The Big Snip: Vasectomy 101

Get all the facts about this popular, and sometimes cringe-inducing, permanent method of birth control


 

Vasectomy. The very word can strike fear into the hearts of men. But this routine procedure is not as scary as you might think.

What Is A Vasectomy?

A vasectomy is a simple medical procedure used to sterilize a man. The vas deferens—the duct that transports sperm from the testicles to the urethra—is cut so sperm cannot reach the semen during ejaculation. Once semen is free of sperm, it cannot fertilize an egg. As the testicles continue producing sperm, the body breaks them down and absorbs them.

Why Do It?

It’s a reliable (98.85% effective, to be exact) and safe (chances of infection are low) birth control option, unlike tubal ligation, which is more complicated and riskier for women. You won’t need to spend time and money on contraception or worry about your wife getting pregnant. And you can breathe a sigh of relief: having a vasectomy won’t impede your ability to get or sustain an erection or your sexual performance, nor does it reduce your testosterone levels and sex drive.

When to Do It

If you’ve carefully weighed the pros and cons of not becoming a parent (or having more kids) with your partner and have no reservations about going under the knife, then a vasectomy is the right choice for you. Although it’s possible for a vasectomy to be reversed, there are no guarantees as the reversal procedure is costly, complicated and only successful about 50 percent of the time. Sterilization is better suited to couples in long-term and committed relationships who don’t need to protect themselves against sexually transmitted diseases.

What to Expect

A family doctor, urologist or surgeon can perform the operation in 20 to 30 minutes at a doctor’s office or clinic. You’re awake for the duration of the procedure so a sedative could be administered to help you relax. A local anesthesia is injected into the scrotum and one to two incisions are made to the testicles. Each vas deferens is cut and tied, stitched, cauterized or clamped and the openings are closed with dissolvable stitches. You may experience a pulling sensation as the doctor works but you will experience little to no pain. There is a short recovery period in post-opt before you’re free to return home.

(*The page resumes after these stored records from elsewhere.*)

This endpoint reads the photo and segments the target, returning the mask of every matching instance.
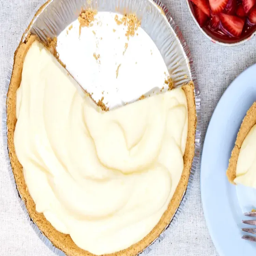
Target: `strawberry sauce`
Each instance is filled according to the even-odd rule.
[[[189,2],[193,14],[200,27],[213,39],[223,43],[236,43],[248,38],[256,30],[256,24],[250,21],[254,21],[256,18],[254,14],[256,13],[256,4],[251,8],[247,14],[244,11],[246,9],[245,5],[247,1],[251,2],[255,0],[243,0],[242,2],[242,0],[226,0],[227,3],[225,0],[219,0],[220,5],[223,5],[220,7],[221,12],[216,13],[216,10],[214,9],[214,14],[213,14],[212,8],[211,9],[211,4],[212,8],[213,0],[214,1],[214,7],[216,8],[217,5],[217,8],[218,0],[190,0]],[[223,2],[226,4],[224,9]],[[210,16],[208,11],[205,11],[205,4],[209,6]],[[202,8],[203,5],[203,8]],[[224,16],[224,20],[223,19]],[[232,22],[234,18],[238,20],[234,24]],[[236,33],[239,35],[234,35]]]

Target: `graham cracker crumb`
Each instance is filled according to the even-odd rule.
[[[94,58],[95,58],[95,59],[96,60],[98,60],[98,59],[100,57],[100,55],[99,54],[98,54],[98,55],[96,55],[96,53],[94,53],[93,54],[93,56],[94,57]]]
[[[119,72],[119,68],[120,67],[120,66],[121,66],[121,64],[120,64],[118,65],[118,67],[117,67],[117,68],[116,69],[116,78],[117,78],[117,76],[118,76],[118,73]]]
[[[100,100],[99,100],[99,101],[98,102],[98,103],[97,103],[97,105],[101,108],[101,109],[103,111],[107,111],[109,110],[109,108],[107,107],[103,103],[103,100],[104,99],[104,97],[102,97]]]
[[[93,24],[91,23],[94,21],[94,17],[97,14],[96,10],[93,10],[89,8],[87,10],[82,10],[78,17],[79,22],[79,36],[81,34],[81,29],[82,27],[91,27]]]
[[[173,81],[172,81],[171,78],[169,76],[168,76],[165,80],[165,83],[168,85],[168,91],[172,90],[173,89],[174,89],[175,88]]]
[[[125,44],[125,50],[123,52],[123,55],[125,55],[125,52],[126,51],[126,50],[127,50],[128,47],[128,43],[126,43]]]
[[[57,59],[58,61],[65,68],[66,68],[66,65],[60,59],[59,55],[57,52],[56,47],[57,47],[57,38],[55,37],[53,38],[47,38],[47,41],[44,44],[44,46]]]
[[[126,36],[127,37],[128,40],[130,37],[133,37],[135,34],[135,31],[137,30],[139,27],[140,26],[140,21],[134,14],[131,14],[127,15],[125,14],[121,19],[119,20],[117,14],[115,16],[115,20],[117,25],[123,24],[125,26],[127,26],[127,29],[125,33]]]

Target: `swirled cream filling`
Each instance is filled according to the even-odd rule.
[[[181,88],[103,111],[40,43],[17,91],[14,146],[36,210],[96,255],[144,237],[180,179],[188,130]]]
[[[256,125],[242,143],[237,164],[236,183],[256,188]]]

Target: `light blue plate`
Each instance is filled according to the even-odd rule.
[[[221,256],[256,255],[256,243],[241,238],[245,233],[241,229],[250,227],[242,223],[242,219],[248,218],[243,213],[256,209],[256,189],[231,185],[226,175],[237,133],[255,101],[256,64],[237,77],[225,91],[204,140],[201,168],[202,201],[210,234]]]

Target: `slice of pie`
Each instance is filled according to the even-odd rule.
[[[246,113],[231,154],[227,176],[230,182],[256,188],[256,102]]]
[[[8,145],[29,216],[69,255],[135,255],[169,224],[194,157],[194,86],[106,112],[32,35],[15,52]]]

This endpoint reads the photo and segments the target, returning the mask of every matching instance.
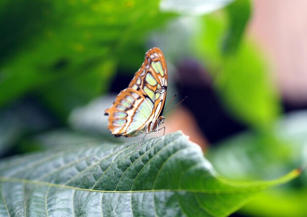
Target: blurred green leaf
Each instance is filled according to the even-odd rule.
[[[210,149],[207,157],[218,172],[236,180],[269,179],[304,168],[307,163],[307,112],[293,113],[278,121],[272,134],[238,135]],[[291,185],[259,194],[243,212],[252,216],[305,216],[307,189],[305,171]]]
[[[0,105],[34,92],[62,117],[107,88],[125,46],[174,16],[160,13],[158,1],[1,4]]]
[[[215,172],[180,132],[121,145],[58,147],[0,163],[3,216],[226,216],[286,182],[238,183]]]
[[[228,17],[228,30],[222,43],[222,52],[226,54],[236,50],[249,20],[251,12],[249,0],[236,0],[225,8]]]
[[[306,201],[306,188],[299,191],[275,189],[260,193],[239,212],[255,217],[305,217],[307,213]]]
[[[242,5],[249,11],[249,4]],[[230,19],[230,24],[227,23],[227,14],[219,13],[203,18],[202,32],[193,40],[195,54],[213,76],[215,87],[227,110],[245,123],[267,129],[281,110],[279,98],[270,80],[269,67],[255,42],[244,37],[239,43],[243,32],[231,30],[238,25],[243,31],[248,14],[236,14],[242,16],[244,22],[236,17]],[[225,35],[228,36],[226,41]],[[228,55],[221,52],[222,45]]]

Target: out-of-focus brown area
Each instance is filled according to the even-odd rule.
[[[307,25],[305,24],[307,1],[256,0],[253,5],[253,13],[247,29],[249,37],[256,39],[270,59],[268,62],[272,64],[272,81],[278,88],[285,111],[304,108],[307,105]],[[205,113],[197,114],[198,117],[206,120],[205,122],[208,124],[198,121],[190,112],[180,108],[167,117],[169,121],[166,122],[168,133],[183,129],[191,141],[200,144],[204,149],[218,139],[223,139],[225,136],[244,129],[240,123],[236,122],[224,112],[218,99],[214,99],[216,96],[211,89],[212,81],[205,69],[193,65],[191,61],[181,63],[177,67],[181,77],[179,89],[182,89],[180,86],[184,84],[185,93],[182,94],[189,94],[189,97],[193,97],[193,91],[189,93],[186,90],[187,86],[189,90],[195,87],[206,90],[203,90],[202,93],[211,92],[206,95],[207,97],[204,96],[206,97],[203,98],[205,98],[205,101],[202,104],[206,105],[204,113],[208,115],[203,117],[202,114]],[[192,105],[188,110],[194,114],[197,113],[197,105],[191,102],[187,105]],[[220,125],[217,125],[218,123]],[[224,127],[231,130],[223,131]],[[214,135],[214,132],[219,132],[220,135]]]
[[[307,104],[307,1],[255,0],[253,4],[249,34],[275,63],[272,74],[282,96]]]
[[[180,106],[167,117],[164,123],[165,134],[181,130],[188,135],[190,140],[199,145],[205,151],[208,145],[206,140],[199,129],[195,118],[184,106]]]

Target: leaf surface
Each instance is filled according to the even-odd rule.
[[[58,147],[0,162],[1,216],[226,216],[297,176],[234,182],[180,132],[123,145]]]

Your physician will prescribe painkillers and recommend that you wear tight-fitting underwear or a jockstrap to help alleviate discomfort and protect your groin. Lie on your back for the rest of the day and apply an ice pack to your genitals. Swelling, bruising and minor pain in your scrotum are a normal part of the healing process. Return to work in one to two days but don’t engage in strenuous activity, like roughhousing with your kids or exercise, for two to three weeks.

You should abstain from intercourse for at least a week after surgery. If you have sex too soon, you’ll regret your decision to get jiggy with it: the pain in your scrotum will be excruciating post-coitus. Once you’re comfortable enough to resume sex, don’t forget to use contraception. It takes at least three months or more for the sperm left in your body to be reabsorbed so your significant other can—surprise!—still get pregnant. It’s crucial to schedule follow-up visits with your doctor to check your sperm count. The semen analysis needs to read “zero” swimmers before you can forgo birth control for good, so don’t jump the gun!